Academics are strange creatures. They are particularly difficult for journalists to understand. Though both do the same basic thing, looking at the world and writing up their findings, neither quite respects the way the other does that.
Many academic articles are unreadable. What puzzles the journalist moving in academic circles is that these obscure pieces are not lazily written, but that they are laboured over-intensely and reviewed by peers before they are published.
Each obscure word is chosen carefully and the end result is that only a few people can understand what the whole thing is about.
Journalists puzzle academics, because we write in a hurry, dash things off with great confidence, keep the language simple and don't quite believe that any point is worth making if it can't be made clearly and simply.
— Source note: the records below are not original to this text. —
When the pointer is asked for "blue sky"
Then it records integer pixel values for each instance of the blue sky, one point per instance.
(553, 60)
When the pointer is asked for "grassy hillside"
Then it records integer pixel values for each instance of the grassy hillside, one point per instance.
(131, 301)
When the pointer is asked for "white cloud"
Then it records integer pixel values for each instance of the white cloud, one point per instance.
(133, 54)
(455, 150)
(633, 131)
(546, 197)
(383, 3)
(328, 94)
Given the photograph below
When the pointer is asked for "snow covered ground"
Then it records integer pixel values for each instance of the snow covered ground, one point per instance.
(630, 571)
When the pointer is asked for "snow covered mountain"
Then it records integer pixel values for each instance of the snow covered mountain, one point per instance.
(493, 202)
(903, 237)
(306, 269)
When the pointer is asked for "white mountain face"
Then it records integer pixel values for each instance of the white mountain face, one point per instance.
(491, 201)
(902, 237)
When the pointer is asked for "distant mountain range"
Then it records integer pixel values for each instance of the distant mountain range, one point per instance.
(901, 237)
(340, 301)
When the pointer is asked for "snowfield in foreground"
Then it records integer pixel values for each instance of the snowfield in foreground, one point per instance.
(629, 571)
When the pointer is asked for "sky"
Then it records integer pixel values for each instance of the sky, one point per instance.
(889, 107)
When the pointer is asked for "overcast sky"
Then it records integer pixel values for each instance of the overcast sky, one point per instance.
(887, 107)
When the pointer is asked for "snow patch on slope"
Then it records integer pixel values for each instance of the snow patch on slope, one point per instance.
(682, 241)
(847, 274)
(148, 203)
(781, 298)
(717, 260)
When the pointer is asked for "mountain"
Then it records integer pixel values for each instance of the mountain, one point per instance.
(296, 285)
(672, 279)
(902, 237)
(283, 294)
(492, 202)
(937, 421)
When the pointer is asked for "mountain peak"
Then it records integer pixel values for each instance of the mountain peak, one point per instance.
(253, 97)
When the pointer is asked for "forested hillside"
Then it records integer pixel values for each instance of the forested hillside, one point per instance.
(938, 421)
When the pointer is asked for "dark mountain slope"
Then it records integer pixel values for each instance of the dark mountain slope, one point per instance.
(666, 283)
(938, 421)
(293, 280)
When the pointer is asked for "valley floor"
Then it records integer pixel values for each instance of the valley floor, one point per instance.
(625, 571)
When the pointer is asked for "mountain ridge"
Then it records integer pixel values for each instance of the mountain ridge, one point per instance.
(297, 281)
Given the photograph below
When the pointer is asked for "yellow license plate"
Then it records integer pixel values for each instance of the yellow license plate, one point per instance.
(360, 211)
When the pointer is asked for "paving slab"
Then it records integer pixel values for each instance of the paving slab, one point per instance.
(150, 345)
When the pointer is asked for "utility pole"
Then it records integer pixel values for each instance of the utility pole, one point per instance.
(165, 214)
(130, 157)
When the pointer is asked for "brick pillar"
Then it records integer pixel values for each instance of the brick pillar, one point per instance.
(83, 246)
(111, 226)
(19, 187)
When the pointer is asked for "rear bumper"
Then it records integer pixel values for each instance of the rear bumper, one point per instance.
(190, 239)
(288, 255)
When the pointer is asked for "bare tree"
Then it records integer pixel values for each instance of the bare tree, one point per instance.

For three years, until recently, I was writer in residence at Queen's University, Belfast. This created a great opportunity to observe the academics in their habitat, to discover the difference between journalism and academia. Journalists make poor academics and academics, with a few exceptions, make poor journalists.
When I was editor of Fortnight Magazine in Belfast, I made a rule that we wouldn't publish articles with the word 'hermeneutics' in them. I wasn't all that keen on 'deconstruction', either.
I remember a funny encounter with a social scientist, who was appalled that I criticised her work for having language like that. She knew what she meant. She probably knew as many as 15 other people who would, too. The trouble, I tried to explain to her, was that most other people wouldn't understand.
Reading student essays, you discover that this lurch towards unintelligibility is well-advanced by the time they are into postgraduate work.
The good ones will understand what they are on about, but the poor ones will pull references out of books they haven't read to bump up their footnote count.
Saying what they mean and meaning what they say comes far down the list of priorities when the task in hand is to finish an essay.
Journalists, on the other hand, don't quite grasp the academic approach. We saw a bit of that last week in the run-up to a one-day workshop at Queen's on 'Peace Journalism'.
Academics see journalists as curiously unreflective about the central paradox of what they do, work which is often shabby and mischievous, yet, at the same time, vital to the free movement of information and the functioning of democracy.
Most of the journalists who contributed to the discussion did something that no academic would have done: they opinionated without reading up on theory.
Before the day even started, there were comments on Facebook accusing the academics of 'tree-hugging'. Faced with the question of whether journalism could be practised in ways that are more conducive to peace, most journalists thought that they were being invited to be propagandists and took fright at the prospect. So we had a room full of academics and journalists who didn't quite get each other. The fact is that journalism is a huge area of activity and a lot of it, like a lot of novel-writing, filmmaking, comedy, or whatever, is poor. But then a lot of academic work is poor, too.
And journalists do reflect on their failings and the principles that they should work by. They just aren't all that comfortable with academics doing the reflecting for them and they don't trust them to come up with prescriptions on how they should work.
I have met many academics who want to be journalists, or at least to write for newspapers and magazines. And they have a strong incentive now.
Much of university funding is related to 'impact'. Researchers have to show that their work will have results in the real world.
One possible such result is that they will be talked about in the media. Yet academics are lamentable at considering how their material and findings might be discussed journalistically.
I wonder if they are afraid that, if they make things plain, they will lose the mystique of their recondite vocabulary and be spotted talking sense, or not.
I have sat with postgraduate researchers who want to write theses about how journalists abuse language and replicate stereotypes. Their whole approach is to indict the journalist of lazy thinking, or of playing to the gallery.
I try to tell them that this isn't enough. It makes no sense to criticise how journalists write a story unless you can think up a different way in which a story might be made of the same material.
Otherwise, you are just arguing that journalists shouldn't produce journalism; you're just saying that what you don't like is journalism itself.
Journalists like the broad sweep of a story. Academics advance by miniscule increments and they like it that way, because it enables them to break their findings up into more fund-catching articles.
The answer for academics is to learn to think and write like journalists. That way they can get their audiences, which will help them get their funding.